The AASCA aims to prevent abuses with minimal amendments in the legislative framework. A more complex procedure is introduced when appointing managers of companies, transferring company shares or entire companies, capital decrease and increase, as well as disposing of corporate real estates. So far, this has been done only with notary certified signatures. Such legal actions shall now be executed with notary certified signatures and notary certified content of the filed document, carried out simultaneously, unless the Articles of association explicitly provide that these decisions shall be made only in written form. The notary fee due for the certifications shall not be proportional. This would act as prevention against compiling false documents which are the basis of fraudulent schemes and, on the other hand, it would facilitate a prosecution in case of disputes since the original of the contested document shall be stored at the relevant notary’s office.
The new provisions stipulate liability for the Registry Agency for harm caused to individuals and companies from illegal acts, registration officials’ actions or inactions.
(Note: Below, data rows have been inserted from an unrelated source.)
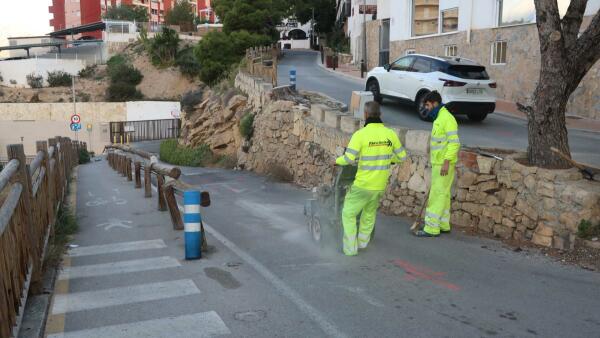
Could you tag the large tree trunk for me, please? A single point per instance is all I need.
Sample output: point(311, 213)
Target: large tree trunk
point(565, 59)
point(546, 123)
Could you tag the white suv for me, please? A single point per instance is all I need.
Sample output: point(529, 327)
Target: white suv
point(464, 84)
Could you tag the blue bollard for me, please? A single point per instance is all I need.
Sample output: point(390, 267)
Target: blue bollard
point(293, 78)
point(191, 220)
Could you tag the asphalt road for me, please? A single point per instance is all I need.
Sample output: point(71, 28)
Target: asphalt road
point(497, 131)
point(401, 286)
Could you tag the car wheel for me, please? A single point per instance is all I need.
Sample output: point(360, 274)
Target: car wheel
point(316, 229)
point(423, 113)
point(373, 87)
point(477, 117)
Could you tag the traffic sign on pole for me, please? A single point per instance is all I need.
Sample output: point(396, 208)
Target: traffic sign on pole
point(75, 118)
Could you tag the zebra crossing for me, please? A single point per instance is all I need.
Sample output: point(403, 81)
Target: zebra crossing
point(200, 324)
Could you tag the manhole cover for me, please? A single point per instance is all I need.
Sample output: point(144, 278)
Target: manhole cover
point(233, 264)
point(250, 316)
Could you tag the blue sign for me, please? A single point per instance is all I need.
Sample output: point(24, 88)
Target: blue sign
point(75, 126)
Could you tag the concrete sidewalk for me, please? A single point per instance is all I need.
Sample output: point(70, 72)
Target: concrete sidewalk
point(128, 278)
point(502, 107)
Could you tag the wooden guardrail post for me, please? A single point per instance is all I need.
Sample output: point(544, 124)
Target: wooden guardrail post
point(147, 180)
point(138, 174)
point(128, 164)
point(123, 165)
point(16, 151)
point(43, 146)
point(160, 179)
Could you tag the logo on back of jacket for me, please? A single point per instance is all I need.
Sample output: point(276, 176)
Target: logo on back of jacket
point(386, 143)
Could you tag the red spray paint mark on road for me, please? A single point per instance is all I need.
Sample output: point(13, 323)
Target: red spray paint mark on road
point(414, 273)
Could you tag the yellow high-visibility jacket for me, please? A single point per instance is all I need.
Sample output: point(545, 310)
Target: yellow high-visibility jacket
point(445, 143)
point(374, 148)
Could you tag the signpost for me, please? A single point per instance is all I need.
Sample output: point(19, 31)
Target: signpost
point(75, 123)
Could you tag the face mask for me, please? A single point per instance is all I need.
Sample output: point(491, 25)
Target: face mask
point(434, 112)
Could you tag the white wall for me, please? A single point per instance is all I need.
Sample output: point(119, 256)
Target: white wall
point(384, 9)
point(152, 110)
point(19, 69)
point(473, 14)
point(355, 27)
point(296, 44)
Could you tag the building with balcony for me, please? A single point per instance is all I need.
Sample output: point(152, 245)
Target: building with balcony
point(354, 14)
point(499, 34)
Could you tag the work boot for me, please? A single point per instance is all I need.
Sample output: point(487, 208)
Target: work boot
point(422, 233)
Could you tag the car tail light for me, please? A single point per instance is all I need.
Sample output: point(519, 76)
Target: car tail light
point(451, 83)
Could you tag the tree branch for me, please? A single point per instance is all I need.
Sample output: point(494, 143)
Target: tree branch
point(571, 22)
point(548, 24)
point(586, 52)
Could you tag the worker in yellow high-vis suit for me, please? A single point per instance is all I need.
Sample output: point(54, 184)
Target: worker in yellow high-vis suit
point(374, 148)
point(444, 149)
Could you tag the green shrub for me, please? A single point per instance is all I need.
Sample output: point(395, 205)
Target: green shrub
point(121, 91)
point(84, 156)
point(116, 60)
point(587, 230)
point(190, 99)
point(171, 152)
point(35, 81)
point(217, 52)
point(59, 78)
point(227, 162)
point(83, 97)
point(125, 73)
point(247, 125)
point(66, 226)
point(187, 63)
point(123, 79)
point(163, 47)
point(88, 71)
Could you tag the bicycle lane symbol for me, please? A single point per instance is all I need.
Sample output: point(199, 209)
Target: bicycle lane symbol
point(98, 201)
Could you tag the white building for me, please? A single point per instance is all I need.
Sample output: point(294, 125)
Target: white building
point(294, 35)
point(356, 13)
point(499, 34)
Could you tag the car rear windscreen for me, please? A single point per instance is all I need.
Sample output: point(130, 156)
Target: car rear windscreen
point(468, 72)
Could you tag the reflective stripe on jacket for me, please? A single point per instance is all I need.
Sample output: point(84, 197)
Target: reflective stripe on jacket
point(445, 143)
point(374, 148)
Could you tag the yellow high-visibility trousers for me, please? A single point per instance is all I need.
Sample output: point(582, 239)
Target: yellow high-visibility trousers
point(437, 215)
point(363, 202)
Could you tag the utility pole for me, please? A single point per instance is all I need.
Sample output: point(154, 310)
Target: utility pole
point(74, 105)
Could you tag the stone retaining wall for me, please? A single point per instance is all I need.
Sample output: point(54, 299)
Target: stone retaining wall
point(504, 198)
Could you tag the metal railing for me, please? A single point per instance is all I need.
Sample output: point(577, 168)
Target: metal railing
point(130, 162)
point(30, 196)
point(262, 62)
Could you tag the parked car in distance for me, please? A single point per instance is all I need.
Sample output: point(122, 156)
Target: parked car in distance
point(465, 85)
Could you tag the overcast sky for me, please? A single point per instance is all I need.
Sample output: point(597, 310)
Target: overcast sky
point(23, 17)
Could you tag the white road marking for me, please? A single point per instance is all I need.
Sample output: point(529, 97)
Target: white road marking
point(65, 303)
point(115, 223)
point(113, 268)
point(360, 292)
point(205, 324)
point(329, 328)
point(117, 247)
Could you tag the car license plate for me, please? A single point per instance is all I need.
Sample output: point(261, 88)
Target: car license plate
point(475, 91)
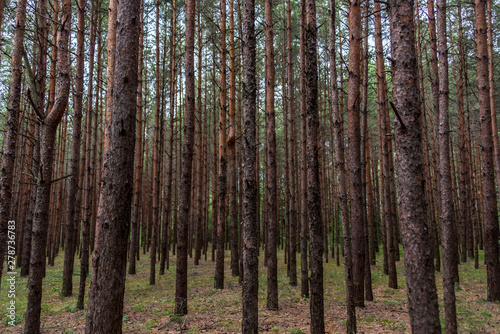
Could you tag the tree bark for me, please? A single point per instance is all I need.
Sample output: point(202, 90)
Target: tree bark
point(221, 215)
point(422, 296)
point(12, 128)
point(488, 191)
point(186, 168)
point(448, 230)
point(249, 323)
point(313, 181)
point(48, 131)
point(271, 184)
point(105, 310)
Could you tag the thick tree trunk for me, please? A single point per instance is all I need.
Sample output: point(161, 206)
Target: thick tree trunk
point(340, 170)
point(488, 191)
point(448, 231)
point(88, 185)
point(231, 142)
point(138, 158)
point(168, 187)
point(186, 168)
point(304, 223)
point(271, 184)
point(382, 106)
point(291, 152)
point(105, 310)
point(221, 214)
point(249, 323)
point(354, 163)
point(313, 181)
point(422, 296)
point(12, 127)
point(47, 141)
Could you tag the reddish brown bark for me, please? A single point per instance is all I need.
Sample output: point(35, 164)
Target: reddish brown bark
point(249, 323)
point(271, 184)
point(422, 297)
point(488, 191)
point(48, 131)
point(186, 168)
point(231, 142)
point(12, 127)
point(221, 214)
point(138, 158)
point(384, 132)
point(71, 222)
point(448, 229)
point(313, 180)
point(340, 170)
point(107, 287)
point(291, 151)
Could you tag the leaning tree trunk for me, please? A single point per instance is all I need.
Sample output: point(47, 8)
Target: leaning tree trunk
point(12, 127)
point(221, 222)
point(250, 314)
point(105, 310)
point(488, 191)
point(313, 182)
point(187, 164)
point(340, 169)
point(422, 295)
point(271, 185)
point(354, 154)
point(48, 130)
point(71, 222)
point(448, 231)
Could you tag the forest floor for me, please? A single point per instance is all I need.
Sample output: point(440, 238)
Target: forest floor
point(149, 309)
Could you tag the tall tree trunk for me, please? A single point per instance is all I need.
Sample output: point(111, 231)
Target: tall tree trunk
point(340, 169)
point(491, 79)
point(448, 231)
point(87, 186)
point(304, 273)
point(291, 151)
point(168, 188)
point(354, 163)
point(382, 105)
point(422, 296)
point(105, 310)
point(12, 127)
point(187, 163)
point(271, 184)
point(139, 156)
point(156, 157)
point(488, 191)
point(221, 214)
point(48, 131)
point(249, 323)
point(313, 181)
point(231, 142)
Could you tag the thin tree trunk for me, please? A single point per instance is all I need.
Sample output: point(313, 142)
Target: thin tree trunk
point(291, 151)
point(187, 163)
point(340, 170)
point(231, 142)
point(249, 323)
point(106, 293)
point(422, 296)
point(12, 127)
point(488, 191)
point(271, 184)
point(448, 230)
point(221, 223)
point(48, 131)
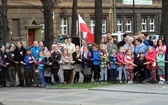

Registration officials at the Agency are now obliged to carry out mandatory checks on the availability of notary certified notary documents in the electronic system of the Notary Chamber, as they shall bear administrative and criminal liability in case of violations.
In response to the recommendations of the European Commission of 12 March 2014 the amendments to the Commercial Act provide an opportunity for more effective prevention of corporate bankruptcy through recovery, including when there is a real danger of insolvency. For this purpose, a new chapter V “Business Stabilisation Proceedings” is introduced in the Commercial Act. It regulates the possibility of reaching an agreement before opening of insolvency proceedings in order to negotiate the restructuring of the obligations due and thus to create conditions for recovery and stabilisation of the company and continuation of its activities. The chapter stipulates in details the grounds for initiating stabilisation proceedings, their termination, rejection and appealing, the circumstances where they are not applicable and the rights and obligations of all parties and stakeholders. A company that has liabilities mainly to related parties will not be able to take advantage of the stabilisation proceedings. The same applies for public enterprises practising state monopoly or created by a special act, banks and insurers. The implications of stabilisation on possible insolvency proceedings are exhaustively set out.
Regarding insolvency proceedings, the amended Commercial Act establishes presumptions of insolvency and thus aims to facilitate the proving of the state of insolvency and to accelerate the proceedings. For example, a company shall be considered insolvent in case its annual financial statements for the last three years have not been filed in the Commercial Register.
The amendments enter into force on the date of their promulgation in the State Gazette except for those concerning stabilisation proceedings. The latter shall come into force in 6 months.